Incident Report: July 28 Order Queueing and SSL Connection Errors in AU and EU Regions

On July 28, the commercebuild platform (V4) in both of our AU and EU regions experienced delays in the posting of orders from web stores to client ERP systems. Additionally, web stores in the AU region experienced SSL connection issues.

As always, the stability of our platform is very important to us, and we review every incident that adversely impacts our customers to ensure that we are taking all possible steps to prevent such incidents from occurring in the future.

We apologize for the inconvenience that this incident caused.

What Happened

The containers that manage order processing services for the AU and EU regions were not running. In the EU region, the container was initiated without rebuilding. In the AU region, it was necessary to rebuild the container to start the service. At this time, it is not clear why these containers were not running.

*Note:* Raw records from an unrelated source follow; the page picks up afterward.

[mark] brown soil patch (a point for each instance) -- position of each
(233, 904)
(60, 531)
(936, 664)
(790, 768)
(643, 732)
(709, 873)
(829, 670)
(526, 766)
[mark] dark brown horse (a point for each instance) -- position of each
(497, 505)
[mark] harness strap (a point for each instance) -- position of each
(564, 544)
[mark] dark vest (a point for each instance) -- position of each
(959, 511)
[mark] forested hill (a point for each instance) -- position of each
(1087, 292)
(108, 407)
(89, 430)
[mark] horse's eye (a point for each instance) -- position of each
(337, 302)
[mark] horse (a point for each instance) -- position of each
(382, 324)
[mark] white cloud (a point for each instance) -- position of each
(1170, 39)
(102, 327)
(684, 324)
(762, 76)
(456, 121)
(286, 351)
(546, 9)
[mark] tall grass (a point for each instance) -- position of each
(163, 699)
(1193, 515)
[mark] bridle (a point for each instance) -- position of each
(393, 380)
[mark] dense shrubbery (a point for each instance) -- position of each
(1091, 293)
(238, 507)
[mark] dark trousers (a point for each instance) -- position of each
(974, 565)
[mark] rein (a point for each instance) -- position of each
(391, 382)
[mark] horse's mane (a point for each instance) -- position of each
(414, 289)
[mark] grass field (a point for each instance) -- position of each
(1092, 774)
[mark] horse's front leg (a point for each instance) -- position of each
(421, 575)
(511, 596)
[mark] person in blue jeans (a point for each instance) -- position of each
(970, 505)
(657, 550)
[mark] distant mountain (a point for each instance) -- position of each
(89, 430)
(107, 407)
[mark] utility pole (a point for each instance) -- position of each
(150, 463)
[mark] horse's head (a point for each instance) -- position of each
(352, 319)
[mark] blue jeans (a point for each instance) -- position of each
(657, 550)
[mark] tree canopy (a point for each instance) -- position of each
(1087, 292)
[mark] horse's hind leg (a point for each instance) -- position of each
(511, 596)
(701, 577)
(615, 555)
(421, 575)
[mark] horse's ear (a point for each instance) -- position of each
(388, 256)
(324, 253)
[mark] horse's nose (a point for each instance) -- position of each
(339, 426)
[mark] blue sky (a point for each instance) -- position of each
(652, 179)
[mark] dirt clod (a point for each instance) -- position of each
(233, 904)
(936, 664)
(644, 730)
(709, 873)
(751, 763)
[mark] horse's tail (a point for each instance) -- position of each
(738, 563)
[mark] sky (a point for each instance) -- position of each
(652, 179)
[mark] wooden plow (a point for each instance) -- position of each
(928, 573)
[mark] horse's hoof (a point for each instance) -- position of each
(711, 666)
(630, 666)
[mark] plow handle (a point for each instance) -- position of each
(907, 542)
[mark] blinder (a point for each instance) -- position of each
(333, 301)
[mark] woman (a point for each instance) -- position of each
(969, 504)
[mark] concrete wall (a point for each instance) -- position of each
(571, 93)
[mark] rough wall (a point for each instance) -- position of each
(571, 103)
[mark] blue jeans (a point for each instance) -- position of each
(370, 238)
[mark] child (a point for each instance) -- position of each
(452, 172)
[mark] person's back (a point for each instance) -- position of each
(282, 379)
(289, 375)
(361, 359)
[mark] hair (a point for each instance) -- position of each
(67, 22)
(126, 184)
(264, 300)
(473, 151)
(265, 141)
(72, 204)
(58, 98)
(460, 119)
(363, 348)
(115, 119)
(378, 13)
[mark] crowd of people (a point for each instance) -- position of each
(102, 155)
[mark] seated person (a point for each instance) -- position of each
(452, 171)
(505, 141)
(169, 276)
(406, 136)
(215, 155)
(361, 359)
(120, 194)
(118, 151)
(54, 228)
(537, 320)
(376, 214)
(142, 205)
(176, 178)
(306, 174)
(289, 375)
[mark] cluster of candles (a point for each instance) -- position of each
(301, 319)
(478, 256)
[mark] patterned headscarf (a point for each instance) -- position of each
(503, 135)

Moreover, the commercebuild Systems team recently implemented infrastructure modifications in the AU and EU regions. In the AU, once the container was rebuilt and deployed, these modifications prevented an SSL certificate from being reissued. 

Once the infrastructure modifications were rolled back in the AU region, the SSL certificate was reissued. Given the incident in the AU region, the infrastructure changes were also rolled back in the EU region as a precaution.

Impact

A very limited number of web stores experienced issues affecting order processing. However, several web stores in the AU region were affected by SSL connection errors. These SSL connection issues would have prevented web store users from accessing the affected sites for approximately 10 minutes in the AU region. The EU region was not impacted by SSL connection issues.

Timeline

13:16 UTC - We became aware of the issue affecting the service that queues web store orders to be posted to client ERP systems. The degradation of this service impacted a very limited number of web stores both in the AU and the EU.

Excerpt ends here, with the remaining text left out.